A moleca aquiesceu. 

- Ora! O que você carrega aí? - minha mãe percebeu que ela trazia o tijolo Moby não-sei-o-que debaixo do braço.

- É só um livro que estou lendo. - ela respondeu, bebendo da xícara. 

- Sabe, Clara, meninas inteligentes não são bem vistas pelas famílias de bem. Entende? Você não devia ficar o tempo todo enfiada em livros. Tem um cabelo tão bonito... Podia aproveitar o tempo para se arrumar mais.

Agora que mamãe comentou, percebo que Clara é uma menina muito bonita. Não tem mais de dez anos, mas já tem as pernas longas e o olhar malicioso. As meninas são assim, ardilosas. E veja você que algumas horas depois da visita de Clara, eu acordei com uns homens batendo à porta. 

- O senhor viu Clara, sua vizinha? A menininha? Os pais nos chamaram. Ela não voltou para casa hoje...  - o policial carregava um bloco de anotações e parecia aflito. 

Essas meninas de livros só trazem problemas. Desaparecida. Tinha que ser Clara! Eu disse a ele que não tinha visto a moleca, você sabe, se soubessem que mamãe a chamou para tomar chá iam começar a nos acusar de coisas terríveis. E mamãe não pode passar nervoso, ela tem uma alma muito delicada. 
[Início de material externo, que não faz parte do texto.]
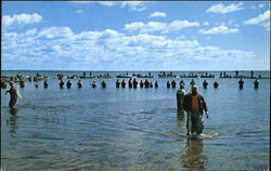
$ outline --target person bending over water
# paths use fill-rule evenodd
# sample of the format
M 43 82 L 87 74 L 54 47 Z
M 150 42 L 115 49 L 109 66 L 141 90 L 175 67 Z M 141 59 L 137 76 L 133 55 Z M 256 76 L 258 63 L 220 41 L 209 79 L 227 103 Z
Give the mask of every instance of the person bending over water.
M 10 93 L 11 98 L 10 98 L 9 107 L 11 109 L 14 109 L 15 105 L 17 103 L 18 94 L 17 94 L 16 89 L 14 88 L 14 82 L 13 81 L 10 82 L 10 86 L 11 86 L 11 88 L 10 88 L 10 90 L 5 91 L 5 95 L 7 95 L 7 93 Z
M 183 100 L 183 108 L 188 113 L 186 128 L 188 135 L 194 132 L 201 134 L 203 132 L 203 110 L 208 118 L 208 108 L 204 96 L 197 93 L 197 87 L 192 87 L 192 92 L 185 94 Z M 190 130 L 190 119 L 192 121 L 192 130 Z

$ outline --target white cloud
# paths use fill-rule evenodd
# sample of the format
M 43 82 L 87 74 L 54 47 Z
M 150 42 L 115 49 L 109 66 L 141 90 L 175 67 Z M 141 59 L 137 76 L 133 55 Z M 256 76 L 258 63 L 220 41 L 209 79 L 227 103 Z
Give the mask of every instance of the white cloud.
M 209 22 L 204 22 L 203 25 L 204 25 L 204 26 L 208 26 L 208 25 L 209 25 Z
M 154 13 L 152 13 L 150 16 L 149 16 L 149 18 L 151 18 L 151 17 L 167 17 L 167 14 L 166 13 L 164 13 L 164 12 L 154 12 Z
M 204 47 L 185 37 L 128 36 L 113 29 L 74 34 L 69 27 L 4 32 L 2 50 L 5 66 L 16 63 L 16 66 L 36 69 L 78 69 L 78 66 L 113 70 L 190 69 L 195 62 L 219 65 L 255 56 L 253 52 Z
M 206 12 L 207 13 L 227 14 L 227 13 L 242 10 L 243 8 L 241 8 L 241 5 L 242 5 L 242 2 L 240 2 L 237 4 L 232 3 L 229 5 L 224 5 L 223 3 L 219 3 L 219 4 L 214 4 Z
M 270 30 L 270 10 L 266 11 L 263 14 L 247 19 L 244 22 L 245 25 L 260 25 L 263 26 L 268 31 Z
M 198 32 L 199 34 L 236 34 L 238 32 L 238 28 L 229 28 L 224 25 L 220 25 L 218 27 L 212 27 L 207 30 L 199 29 Z
M 16 26 L 25 26 L 34 23 L 40 23 L 42 21 L 42 16 L 34 13 L 34 14 L 13 14 L 11 15 L 3 15 L 2 17 L 2 25 L 4 27 L 16 27 Z
M 139 31 L 140 34 L 147 34 L 154 31 L 160 31 L 162 34 L 178 31 L 186 27 L 197 27 L 199 23 L 189 21 L 173 21 L 171 23 L 162 22 L 149 22 L 146 24 L 142 22 L 134 22 L 125 25 L 125 30 Z

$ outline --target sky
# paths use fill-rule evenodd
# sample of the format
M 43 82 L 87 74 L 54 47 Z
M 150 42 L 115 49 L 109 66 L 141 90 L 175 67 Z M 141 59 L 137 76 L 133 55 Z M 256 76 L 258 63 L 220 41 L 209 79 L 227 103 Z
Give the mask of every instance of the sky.
M 2 69 L 270 70 L 269 1 L 2 1 Z

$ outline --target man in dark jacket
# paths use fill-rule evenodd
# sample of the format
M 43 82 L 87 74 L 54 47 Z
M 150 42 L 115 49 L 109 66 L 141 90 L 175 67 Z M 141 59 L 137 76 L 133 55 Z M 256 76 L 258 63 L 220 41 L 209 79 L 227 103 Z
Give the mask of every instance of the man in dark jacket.
M 183 108 L 188 114 L 186 128 L 188 135 L 193 132 L 201 134 L 203 132 L 203 110 L 208 118 L 207 104 L 204 101 L 204 96 L 197 93 L 197 87 L 192 87 L 192 92 L 185 94 L 183 100 Z M 190 130 L 190 120 L 192 121 L 192 130 Z

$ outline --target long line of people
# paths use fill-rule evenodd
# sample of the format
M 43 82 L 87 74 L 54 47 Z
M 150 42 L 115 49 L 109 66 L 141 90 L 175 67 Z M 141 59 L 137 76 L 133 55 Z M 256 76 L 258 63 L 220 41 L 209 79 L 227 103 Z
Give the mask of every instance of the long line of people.
M 240 81 L 237 82 L 238 83 L 238 88 L 240 89 L 243 89 L 244 88 L 244 80 L 241 78 L 240 79 Z M 255 89 L 258 89 L 259 88 L 259 80 L 258 79 L 256 79 L 255 81 L 254 81 L 254 88 Z M 78 80 L 78 82 L 76 83 L 77 84 L 77 87 L 78 88 L 82 88 L 82 82 L 80 81 L 80 80 Z M 139 84 L 139 87 L 140 88 L 158 88 L 158 82 L 157 82 L 157 80 L 155 81 L 155 83 L 153 84 L 153 82 L 152 81 L 149 81 L 147 79 L 145 79 L 145 80 L 140 80 L 140 82 L 134 78 L 133 80 L 130 78 L 129 80 L 128 80 L 128 88 L 138 88 L 138 84 Z M 179 86 L 181 86 L 181 84 L 183 84 L 183 86 L 185 86 L 185 82 L 183 81 L 183 80 L 181 80 L 180 81 L 180 83 L 179 83 Z M 192 79 L 191 80 L 191 82 L 190 82 L 190 86 L 191 87 L 193 87 L 195 84 L 195 81 L 194 81 L 194 79 Z M 64 88 L 64 86 L 65 86 L 65 82 L 63 81 L 63 79 L 61 79 L 61 81 L 60 81 L 60 88 Z M 72 88 L 72 86 L 73 86 L 73 83 L 70 82 L 70 80 L 68 80 L 67 82 L 66 82 L 66 88 L 68 88 L 68 89 L 70 89 Z M 96 88 L 96 82 L 95 82 L 95 80 L 93 80 L 91 83 L 90 83 L 90 86 L 92 87 L 92 88 Z M 101 82 L 101 87 L 102 88 L 106 88 L 106 82 L 105 82 L 105 80 L 102 80 L 102 82 Z M 214 88 L 215 89 L 217 89 L 218 87 L 219 87 L 219 83 L 217 82 L 217 81 L 215 81 L 214 83 L 212 83 L 212 86 L 214 86 Z M 0 82 L 0 87 L 2 88 L 2 89 L 5 89 L 7 88 L 7 82 L 5 81 L 1 81 Z M 21 88 L 25 88 L 25 82 L 23 81 L 23 80 L 21 80 L 20 81 L 20 87 Z M 35 81 L 35 88 L 38 88 L 39 87 L 39 83 L 38 83 L 38 81 Z M 48 88 L 49 87 L 49 83 L 48 83 L 48 81 L 47 80 L 44 80 L 44 82 L 43 82 L 43 88 Z M 116 81 L 116 88 L 126 88 L 126 80 L 125 79 L 122 79 L 121 80 L 121 82 L 117 79 L 117 81 Z M 176 82 L 176 80 L 172 80 L 171 82 L 170 81 L 167 81 L 166 82 L 166 87 L 167 88 L 176 88 L 177 87 L 177 82 Z M 208 87 L 208 82 L 206 81 L 206 80 L 204 80 L 203 81 L 203 88 L 204 89 L 207 89 L 207 87 Z

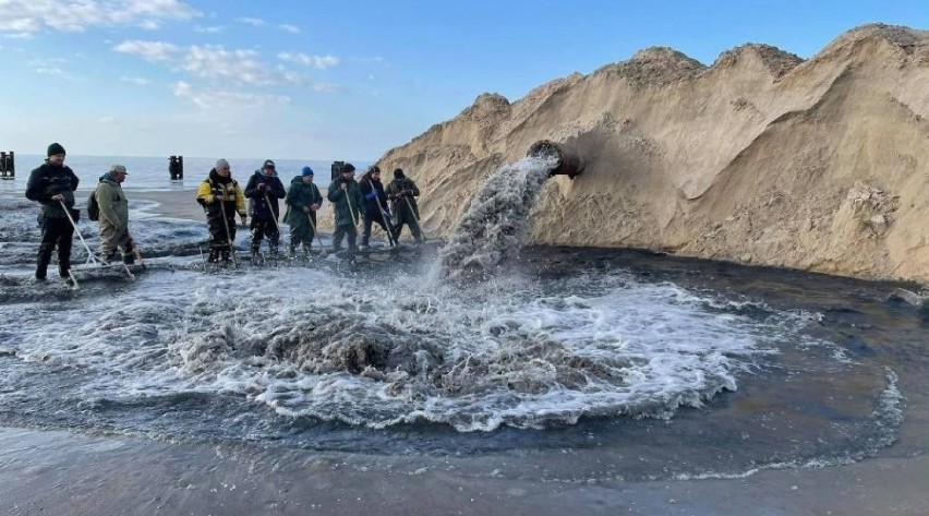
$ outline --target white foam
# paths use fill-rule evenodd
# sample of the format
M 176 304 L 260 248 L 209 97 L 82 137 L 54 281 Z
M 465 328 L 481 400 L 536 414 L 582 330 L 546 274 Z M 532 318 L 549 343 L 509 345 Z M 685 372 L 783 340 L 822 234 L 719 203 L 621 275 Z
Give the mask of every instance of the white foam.
M 806 321 L 623 274 L 471 289 L 300 268 L 140 281 L 24 321 L 16 355 L 86 371 L 88 399 L 221 393 L 370 428 L 488 431 L 700 407 Z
- Essa menina vive no mundo da lua. Não me assustaria se ela fosse atropelada ou algo assim... Nunca presta atenção em nada... Também pode ter irritado alguém, você sabe. Ela tem uma arrogância que, olha, tira a gente do sério. O senhor como homem deve me entender. As meninas são astutas. - o policial não respondeu. 

- Senhor Dollaway, certo?

Afirmei com a cabeça. 

- O senhor por acaso já foi preso, senhor Dollaway? -  já vinha ele falando daquela bobagem. 

- Eu não. Minha mãe, coitadinha, certa vez foi confundida com um desajustado que roubou coisas o mercado. Passou a noite na cadeia. Quase morreu de tristeza. - eu respondi, irritado com ele. Vá procurar aquela doida e me deixe em paz, oras! 
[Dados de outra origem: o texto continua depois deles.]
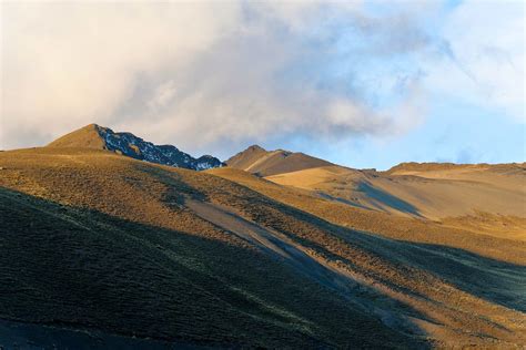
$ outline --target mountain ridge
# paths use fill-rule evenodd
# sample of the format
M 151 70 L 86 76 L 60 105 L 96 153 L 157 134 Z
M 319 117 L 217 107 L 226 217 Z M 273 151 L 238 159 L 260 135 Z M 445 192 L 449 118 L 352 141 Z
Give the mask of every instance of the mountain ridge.
M 334 165 L 327 161 L 313 157 L 302 152 L 284 150 L 266 151 L 259 145 L 249 146 L 246 150 L 230 157 L 225 164 L 257 176 L 271 176 Z
M 193 171 L 204 171 L 223 165 L 220 159 L 211 155 L 195 158 L 173 145 L 155 145 L 132 133 L 114 132 L 94 123 L 54 140 L 47 147 L 105 150 L 140 161 Z

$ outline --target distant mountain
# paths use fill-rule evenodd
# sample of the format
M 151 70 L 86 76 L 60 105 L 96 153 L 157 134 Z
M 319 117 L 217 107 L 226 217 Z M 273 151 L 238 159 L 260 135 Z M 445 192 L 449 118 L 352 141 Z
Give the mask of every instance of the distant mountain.
M 301 152 L 294 153 L 283 150 L 266 151 L 257 145 L 250 146 L 245 151 L 237 153 L 225 163 L 230 167 L 259 176 L 271 176 L 334 165 L 327 161 L 315 158 Z
M 194 158 L 175 146 L 154 145 L 131 133 L 115 133 L 109 127 L 97 124 L 90 124 L 69 133 L 50 143 L 48 147 L 108 150 L 135 159 L 194 171 L 204 171 L 223 165 L 220 159 L 211 155 Z

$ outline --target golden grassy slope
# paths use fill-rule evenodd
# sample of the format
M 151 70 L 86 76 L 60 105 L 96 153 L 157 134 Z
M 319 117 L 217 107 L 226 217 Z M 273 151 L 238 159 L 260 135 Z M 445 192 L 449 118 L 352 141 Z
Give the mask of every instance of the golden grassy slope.
M 475 233 L 526 240 L 525 175 L 519 165 L 436 165 L 388 174 L 332 166 L 267 179 L 372 210 L 422 216 L 461 228 L 464 223 Z
M 449 227 L 441 223 L 352 207 L 344 203 L 314 196 L 310 192 L 283 187 L 242 171 L 216 168 L 208 172 L 336 225 L 380 234 L 393 239 L 465 249 L 497 260 L 526 265 L 526 243 L 524 241 L 474 234 L 472 230 Z
M 242 169 L 259 176 L 271 176 L 305 168 L 330 166 L 331 163 L 304 153 L 283 150 L 265 151 L 260 146 L 250 146 L 225 162 L 230 167 Z
M 79 147 L 104 150 L 105 142 L 99 134 L 99 125 L 90 124 L 51 142 L 48 147 Z
M 205 344 L 526 343 L 516 243 L 506 257 L 506 240 L 387 220 L 227 168 L 210 173 L 234 182 L 68 148 L 4 152 L 0 166 L 0 317 Z M 356 223 L 384 236 L 344 225 Z M 497 247 L 448 240 L 457 233 Z

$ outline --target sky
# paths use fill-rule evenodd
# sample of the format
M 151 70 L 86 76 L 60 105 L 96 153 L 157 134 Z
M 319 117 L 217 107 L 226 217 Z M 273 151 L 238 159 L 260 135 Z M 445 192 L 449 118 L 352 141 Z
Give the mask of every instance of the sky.
M 0 7 L 0 150 L 98 123 L 221 159 L 526 161 L 523 1 Z

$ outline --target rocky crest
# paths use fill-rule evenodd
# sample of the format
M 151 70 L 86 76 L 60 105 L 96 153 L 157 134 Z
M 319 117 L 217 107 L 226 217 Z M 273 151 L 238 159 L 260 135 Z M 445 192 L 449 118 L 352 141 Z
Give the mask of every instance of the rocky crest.
M 87 125 L 64 135 L 50 143 L 48 147 L 108 150 L 135 159 L 194 171 L 223 166 L 220 159 L 211 155 L 194 158 L 173 145 L 154 145 L 131 133 L 115 133 L 109 127 L 97 124 Z

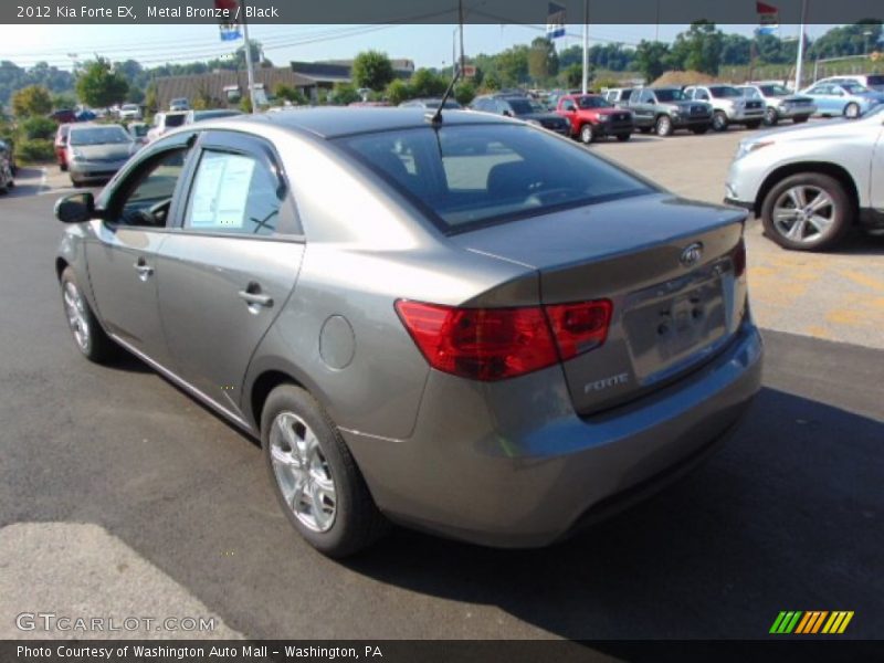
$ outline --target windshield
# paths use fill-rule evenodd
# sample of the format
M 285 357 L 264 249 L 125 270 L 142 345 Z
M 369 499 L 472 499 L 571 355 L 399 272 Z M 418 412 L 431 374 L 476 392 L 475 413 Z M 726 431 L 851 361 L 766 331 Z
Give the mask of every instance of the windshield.
M 601 97 L 585 96 L 577 101 L 577 105 L 581 108 L 611 108 L 613 104 L 609 104 Z
M 657 102 L 684 102 L 687 97 L 681 90 L 655 90 Z
M 872 92 L 861 83 L 841 83 L 840 85 L 850 94 L 865 94 L 866 92 Z
M 185 124 L 185 117 L 187 117 L 183 113 L 181 115 L 167 115 L 166 116 L 166 126 L 167 127 L 180 127 Z
M 761 85 L 761 94 L 765 96 L 788 96 L 791 93 L 782 85 Z
M 446 232 L 652 191 L 589 151 L 524 126 L 428 127 L 337 143 Z
M 516 115 L 529 115 L 532 113 L 536 113 L 534 106 L 528 99 L 506 99 L 506 103 L 509 104 L 509 107 L 513 108 L 513 113 Z
M 71 131 L 71 145 L 107 145 L 108 143 L 130 143 L 123 127 L 95 127 Z
M 712 96 L 714 96 L 716 99 L 726 99 L 726 98 L 743 96 L 739 90 L 737 90 L 736 87 L 732 87 L 730 85 L 711 85 L 709 94 L 712 94 Z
- E quando foi esse incidente, senhor Dallaway?

Ele sabia bem que foi ano passado, mas começou a se fazer de sonso. Clara devia te-lo encantado. Aquela criança ferina! Não respondi a pergunta.

- Senhor Dallaway, posso entrar pra dar uma olhada? Às vezes a menina se escondeu em algum canto aí dentro.

- Não tem como se esconder aqui. E mamãe está dormindo agora, não quero incomodá-la.

- Certo... Obrigado por cooperar.

O homem saiu e eu fiquei parado até que ele chegasse na calçada. Voltei para dentro e mamãe estava sentada na sala de jantar.

- Desculpe ter te acordado, mamãe. 

- Não tem problema, querido. – ela disse muito calma. – Precisamos fazer nosso trabalho logo, pelo jeito. Já sentiram falta da Clarinha. – eu concordei. – Leve um lanche para ela e em seguida começaremos a ensiná-la boas maneiras, certo? – ela se virou e subiu as escadas.

Preparei o lanche e abri a porta que dava acesso ao porão. Desci as escadas vagarosamente e acendi a lâmpada que pendia do teto. Clara estava sentada no canto, com aquela cara de coitada, se fazendo de vítima.

- Coma! Logo minha mãe vai vir falar com você. Sabe, você deveria agradecer por minha mãe ser tão paciente com você, sua porca. Se ela não puder te corrigir, ninguém pode e você vai acabar na sarjeta que é o lugar das porcas imundas como você... 

- Sua mãe morreu antes de eu nascer! Meu pai me disse! Você é só um doido que se veste de mulher! Me deixe sair daqui!

A insolência da moleca não tinha fim. Calei-lhe a boca e subi. O programa preferido de mamãe já estava começando e eu tinha que estar com ela.